Ni siquiera la que fue mi casa se parece ya a mi casa |
Por
Marat
Este
martes 30 de enero me caen encima 56 años. Soy un viejo. Me
jode pero lo asumo. No temo a la muerte porque no creo en nada
después de ella pero admito que temo al dolor, a la pérdida de la
memoria y a dejar de ser quien soy. Ya noto cómo va fallando mi
cabeza y soporto una próstata poco compasiva Cada día soy un poco
menos yo. A veces me pasan cosas que desconozco cómo suceden. Me
asusta.
Según
se hacen vacías mis mañanas, con mayor fuerza acuden a mi mente los
recuerdos de aquellas tardes de invierno en las calles. Cuando el
ábrego me regalaba el sirimiri en la cara antes de volver a clase.
Nací
en un lugar al que llamaron barrio Venecia porque era un sitio de
marismas y terrenos robados al mar (al desgraciado siempre le puede
caer encima un sarcasmo), reconvertidos en casas para pobres. Ese
tipo de edificios que los arquitectos de cuarta categoría diseñan
con el fin de que no olvides que durante toda tu puta vida vas a ser
un pobre hombre. Cualquiera que pasee por las zonas obreras captará
la intención de ese diseño estético en el que lo de menos es la
calidad de los materiales, siendo lo relevante el mensaje de la
fealdad estética que uno nunca debería olvidar, salvo que sea un
transfuga de su clase y de su barrio.
Vengo
de un sitio en el que se gritaba ¡que viene la basura! para avisar
de que se escapaba el momento de pillar algo en ella antes de que
llegara el camión.
Las
tetas de la Elo, que más tarde murió de cáncer, eran el motivo de
nuestras mejores tempranas pajas.
Su
madre despachaba el pan, después de darse la crema contra las
erupciones de su enorme barriga.
En
clase, mi compañero de pupitre, Eugenio el gitano, me daba collejas
porque, según él, yo no debía dormirme. Aún lo hago en las
situaciones menos oportunas. No he aprendido mucho pero todavía me
acuerdo de Eugenio, el Gabarre, y de sus manotazos.
Al
barrio Venecia nunca le llamamos así. Era, y aún es, Candina, el
nombre de la fábrica en la que trabajaba mi padre. Enfrente, al otro
lado de la carretera, la molturadora, que era la parte más
industrial de la empresa. Por cada estuche de margarina una cucharilla
de café que hubiera hecho las delicias de Uri Geler.
Recuerdo
a pechoduro y a cabezabuque (mi padre era un peligro poniendo motes:
te caían, como una maldición, para siempre), que vivían en mi
escalera. Mi hermano mayor vivía con su mujer justo debajo de
nosotros y en la entrada del portal había una vieja mancha que me
asustaba porque parecía un gato muerto.
En
el patio entre los dos edificios los chavales jugábamos a
descalabrarnos. Cuando no estaba ocupado en esos menesteres le tocaba
el culo a la niña que más me gustaba. Era la hija de un amigo de mi
padre. Estaba enamorado de sus coletas. Ella me cogía furtivamente
la mano cuando creía que no nos veían. No la he olvidado.
La
antigua escuela unitaria, de primera cartilla hasta octavo (¿qué
fue de señorita Piedad?), acabó convertida en asociación de
vecinos y creo que también en albergue para pobres callejeros.

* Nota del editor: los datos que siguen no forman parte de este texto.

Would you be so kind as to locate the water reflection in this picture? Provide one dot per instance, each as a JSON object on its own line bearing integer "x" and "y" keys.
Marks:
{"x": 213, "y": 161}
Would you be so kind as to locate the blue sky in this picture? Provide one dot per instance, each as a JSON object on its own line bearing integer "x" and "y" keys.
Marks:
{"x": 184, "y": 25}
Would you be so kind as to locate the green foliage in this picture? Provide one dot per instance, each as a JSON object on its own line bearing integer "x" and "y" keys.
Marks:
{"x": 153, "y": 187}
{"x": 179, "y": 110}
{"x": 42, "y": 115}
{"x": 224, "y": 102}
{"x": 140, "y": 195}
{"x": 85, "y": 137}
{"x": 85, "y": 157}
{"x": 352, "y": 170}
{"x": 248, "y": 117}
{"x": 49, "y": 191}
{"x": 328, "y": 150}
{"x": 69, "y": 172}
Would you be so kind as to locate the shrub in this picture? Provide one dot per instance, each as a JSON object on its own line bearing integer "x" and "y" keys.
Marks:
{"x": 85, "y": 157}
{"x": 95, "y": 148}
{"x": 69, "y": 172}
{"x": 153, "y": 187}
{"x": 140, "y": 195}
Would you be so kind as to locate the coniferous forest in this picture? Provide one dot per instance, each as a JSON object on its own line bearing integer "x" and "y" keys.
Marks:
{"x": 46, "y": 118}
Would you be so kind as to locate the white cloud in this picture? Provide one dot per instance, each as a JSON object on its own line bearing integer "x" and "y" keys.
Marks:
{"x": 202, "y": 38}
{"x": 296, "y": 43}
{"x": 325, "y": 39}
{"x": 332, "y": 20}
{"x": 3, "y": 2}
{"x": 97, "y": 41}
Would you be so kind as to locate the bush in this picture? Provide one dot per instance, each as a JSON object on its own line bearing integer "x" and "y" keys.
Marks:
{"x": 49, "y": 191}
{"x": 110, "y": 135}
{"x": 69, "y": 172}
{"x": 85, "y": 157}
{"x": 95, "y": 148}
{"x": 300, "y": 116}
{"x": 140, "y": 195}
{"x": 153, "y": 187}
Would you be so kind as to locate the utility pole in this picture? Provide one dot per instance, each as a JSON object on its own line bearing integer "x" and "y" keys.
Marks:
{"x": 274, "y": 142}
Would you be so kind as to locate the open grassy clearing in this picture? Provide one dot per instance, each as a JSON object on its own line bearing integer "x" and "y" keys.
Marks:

Sospecho que ahora será un centro de acogida en el que harán
estupideces tipo huertos urbanos para gente con pobreza habitacional
porque los hijos de puta de los progres hablan raro y para académicos
de tercera.
Desaparecieron
la bolera y los cañaverales, los bares y la barbería en la que
Gildo, empleado de la fábrica, me esquilaba por una pela. El cierre
de la fabrica fue el primer paso
Ahora
todo es vacío, calles muy anchas y polígonos en los que no sé
quien soy al visitarlos. Se fue mi infancia y murió un barrio,
también los obreros que habitaron el lugar. La memoria de un tiempo
del que nadie quiere hacer historia.
Hace
10 años volví al barrio con mi hijo para explicarle de dónde
vengo. Todo me pareció un sueño extraño. En él yo era un fantasma
más de mi pasado. En las casas de la desaparecida fábrica, donde
podías vivir hasta jubilarte, ahora vivían latinos, negros y otras
etnias inmigrantes que, seguramente, ignoraban todo del pasado pero no
dejan de ser personas que marcan con sus vidas el sitio en el que
habitan.
Éste será otro buen sitio para hacer gentrificación, expulsar a la clase obrera de él, acabar con la memoria y dar unas buenas oportunidades de estúpida felicidad para una asquerosa clase media, real o ideológica
En
algún lugar de mi memoria hay un chaval que cuenta aventis como los que contaba el Java de Juan Marsé.